Por: Fernando Molica

O didatismo da tragédia

Pistas inundadas do Aeroporto Salgado Filho, em Porto Alegre. | Foto: Divulgação/Fraport

As imagens das estradas gaúchas interditadas e do alagamento do aeroporto de Porto Alegre são didáticas: deveriam servir de alerta para os que se consideram inalcançáveis pelas tormentas.

Na hora de um juízo final que já se anuncia, não haverá como fugir. Os mais potentes SUVs não trafegam sobre pontes inexistentes, jatinhos precisam de pistas para que possam decolar.

A tragédia ressalta a urgência da discussão sobre mudanças no clima e lembram o processo, de um modo geral irresponsável, de construção de nossas cidades.  A situação se repete em praticamente todo o país — as aglomerações humanas são erguidas sem que sejam levados em conta fenômenos previsíveis, como os temporais. Os processos de urbanização, quase sempre improvisados, tomam como referência situações mais comuns, cotidianas, é como se os rios jamais fossem ultrapassar suas calhas.

E tome de fazer casas e ruas em suas margens, como se os construtores tivessem feito uma espécie de pacto com São Pedro, que teria, assim, garantido que jamais mandaria água em excesso.

Em cidades grandes como Porto Alegre, São Paulo, Rio e Belo Horizonte, a irresponsabilidade é ainda mais evidente. Rios e córregos foram sendo aprisionados, como se neles fossem colocados espartilhos capazes de moldar e controlar seus corpos.

Basta uma chuva mais forte para que essas barreiras sejam ignoradas, ultrapassadas pela água que trata de recuperar seus caminhos naturais, desrespeitados num processo de urbanização que tentou conter o que não pode ser controlado. Nossas cidades foram sendo impermeabilizadas por asfalto, o que diminuiu a capacidade de absorção do solo. A falta de manutenção do sistema de águas pluviais contribui para sucessivas inundações.
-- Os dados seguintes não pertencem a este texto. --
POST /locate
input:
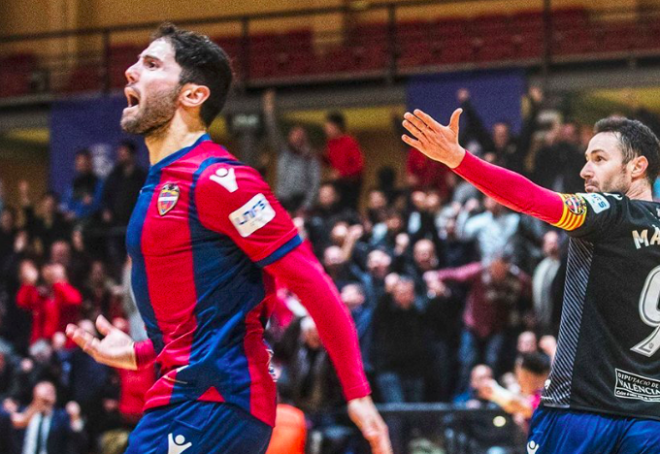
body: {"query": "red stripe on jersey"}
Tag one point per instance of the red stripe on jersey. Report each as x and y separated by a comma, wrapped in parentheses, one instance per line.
(211, 395)
(171, 284)
(262, 385)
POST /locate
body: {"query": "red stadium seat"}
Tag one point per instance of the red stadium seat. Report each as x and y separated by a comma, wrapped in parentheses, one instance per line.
(16, 73)
(414, 54)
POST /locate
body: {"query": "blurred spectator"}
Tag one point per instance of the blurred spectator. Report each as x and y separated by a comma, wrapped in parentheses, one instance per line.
(298, 167)
(48, 429)
(493, 229)
(53, 304)
(400, 349)
(499, 146)
(308, 379)
(443, 327)
(290, 431)
(423, 173)
(7, 234)
(544, 311)
(47, 224)
(527, 343)
(120, 194)
(8, 374)
(7, 438)
(88, 384)
(532, 370)
(83, 198)
(345, 158)
(354, 298)
(471, 398)
(557, 165)
(101, 295)
(497, 299)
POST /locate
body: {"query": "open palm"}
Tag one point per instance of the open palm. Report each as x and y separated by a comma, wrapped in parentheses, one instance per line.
(115, 349)
(436, 141)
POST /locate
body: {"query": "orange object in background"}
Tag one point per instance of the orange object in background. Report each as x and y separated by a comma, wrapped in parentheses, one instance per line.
(290, 431)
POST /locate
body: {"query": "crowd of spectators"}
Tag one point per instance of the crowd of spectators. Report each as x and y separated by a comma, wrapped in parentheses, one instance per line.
(455, 298)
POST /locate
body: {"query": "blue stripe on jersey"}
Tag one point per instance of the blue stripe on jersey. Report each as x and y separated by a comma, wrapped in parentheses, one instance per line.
(281, 252)
(228, 286)
(138, 268)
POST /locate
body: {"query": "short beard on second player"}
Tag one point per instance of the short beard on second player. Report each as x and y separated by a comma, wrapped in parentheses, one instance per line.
(155, 115)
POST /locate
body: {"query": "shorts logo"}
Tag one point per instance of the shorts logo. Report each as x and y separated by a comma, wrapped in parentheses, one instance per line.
(575, 205)
(176, 445)
(597, 202)
(169, 195)
(225, 178)
(636, 387)
(532, 447)
(252, 216)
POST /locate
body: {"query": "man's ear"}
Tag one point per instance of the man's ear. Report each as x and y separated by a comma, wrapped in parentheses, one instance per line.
(193, 95)
(640, 164)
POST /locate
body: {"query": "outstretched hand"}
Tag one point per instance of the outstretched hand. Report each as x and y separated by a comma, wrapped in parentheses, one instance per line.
(115, 349)
(364, 414)
(436, 141)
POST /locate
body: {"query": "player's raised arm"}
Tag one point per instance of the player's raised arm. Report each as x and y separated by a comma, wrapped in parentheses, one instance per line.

A construção de grandes reservatórios, os piscinões, é um remendo para amenizar um problema criado pelas cidades. Erguido sobre aterros que diminuíram espelhos d'água e sepultaram pântanos, o Rio de Janeiro volta e meia é obrigado a conviver com a volta de fantasmas que permanecem submersos, mas vivos. 
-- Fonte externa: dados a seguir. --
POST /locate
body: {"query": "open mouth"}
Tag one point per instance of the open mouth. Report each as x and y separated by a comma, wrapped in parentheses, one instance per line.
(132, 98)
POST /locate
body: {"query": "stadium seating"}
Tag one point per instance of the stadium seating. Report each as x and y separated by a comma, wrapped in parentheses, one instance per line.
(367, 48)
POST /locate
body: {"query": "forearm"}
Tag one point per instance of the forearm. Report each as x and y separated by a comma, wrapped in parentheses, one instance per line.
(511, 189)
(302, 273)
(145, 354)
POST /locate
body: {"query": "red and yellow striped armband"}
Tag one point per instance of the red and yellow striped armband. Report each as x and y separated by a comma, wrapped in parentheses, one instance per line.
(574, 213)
Concentrado, nos primeiros dias, em cidades menores, do interior gaúcho, o cataclisma que se abate no sul do país aponta para um problema mais recente, a mudança climática associada à redução da cobertura vegetal nativa.
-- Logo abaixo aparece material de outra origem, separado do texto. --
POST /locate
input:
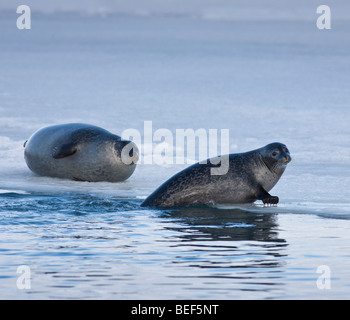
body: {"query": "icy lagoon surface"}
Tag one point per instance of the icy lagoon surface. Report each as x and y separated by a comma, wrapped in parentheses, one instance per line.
(265, 81)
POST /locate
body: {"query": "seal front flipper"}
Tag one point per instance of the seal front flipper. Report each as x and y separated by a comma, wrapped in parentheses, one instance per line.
(64, 150)
(266, 197)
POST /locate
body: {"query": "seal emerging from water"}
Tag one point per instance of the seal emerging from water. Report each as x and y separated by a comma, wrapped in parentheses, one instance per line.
(250, 177)
(80, 152)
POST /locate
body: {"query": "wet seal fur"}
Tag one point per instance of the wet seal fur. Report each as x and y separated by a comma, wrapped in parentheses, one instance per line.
(80, 152)
(250, 177)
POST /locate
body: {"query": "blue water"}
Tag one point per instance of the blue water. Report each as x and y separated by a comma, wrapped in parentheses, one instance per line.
(266, 81)
(81, 247)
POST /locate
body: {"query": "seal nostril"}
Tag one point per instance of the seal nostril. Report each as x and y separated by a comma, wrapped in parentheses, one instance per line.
(287, 159)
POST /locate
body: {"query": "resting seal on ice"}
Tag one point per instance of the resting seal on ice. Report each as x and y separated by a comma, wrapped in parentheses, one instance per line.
(250, 177)
(80, 152)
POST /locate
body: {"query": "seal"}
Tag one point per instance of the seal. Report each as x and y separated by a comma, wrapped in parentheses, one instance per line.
(250, 177)
(80, 152)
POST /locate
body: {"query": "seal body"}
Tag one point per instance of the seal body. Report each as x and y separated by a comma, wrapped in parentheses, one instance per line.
(250, 177)
(80, 152)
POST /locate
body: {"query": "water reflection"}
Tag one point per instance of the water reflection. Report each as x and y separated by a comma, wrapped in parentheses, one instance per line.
(229, 250)
(203, 223)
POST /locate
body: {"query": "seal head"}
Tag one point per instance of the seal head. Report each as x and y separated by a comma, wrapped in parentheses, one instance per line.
(80, 152)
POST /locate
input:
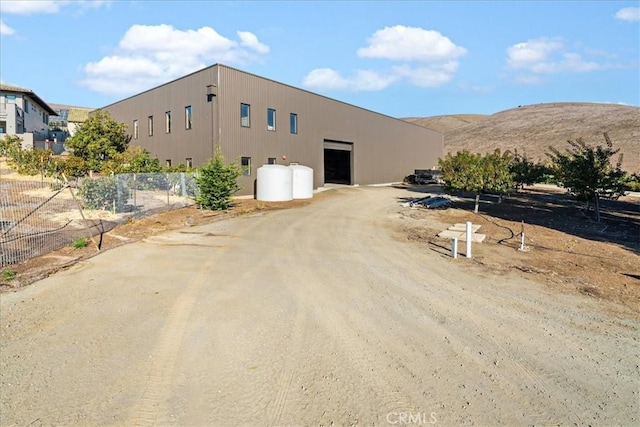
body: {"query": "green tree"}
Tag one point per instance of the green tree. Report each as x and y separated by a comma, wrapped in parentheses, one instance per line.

O que ocorre no Rio Grande do Sul reafirma que fatos científicos não podem ser tratados como uma questão de fé. Não se trata algo que nos dê o direito de acreditar ou de duvidar de sua existência. Da mesma forma que é impossível negar o fato de a Terra ser redonda, não se pode ignorar que a queima de combustíveis e derrubada de florestas têm impactos graves sobre o planeta. 

Não se trata de uma questão ideológica, de uma campanha contra um estilo de vida, de algo tramado por comunistas ensandecidos para minar e derrubar o capitalismo, é impossível tratar como coincidência o fato de que, nos últimos anos, sucessivos casos de descontrole da natureza estejam acontecendo. A temperatura sobe, geleiras derretem, o ciclo de chuva se modifica; nem rios da Amazônia escapam, constantes períodos de seca desafiam a perenidade daquele mundão aparentemente infinito de água.

A chuvarada que desaba no Sul não escolhe vítimas, afeta a vida até mesmo daqueles que, graças à desigualdade crônica brasileira, costumam escapar quase ilesos a tragédias de origem natural — têm casas mais seguras, moram em bairros urbanizados. Mas vale lembrar, nem os privilegiados conseguem escapar à falta de água potável e de energia elétrica. Não haverá barcos que evite o naufrágio coletivo.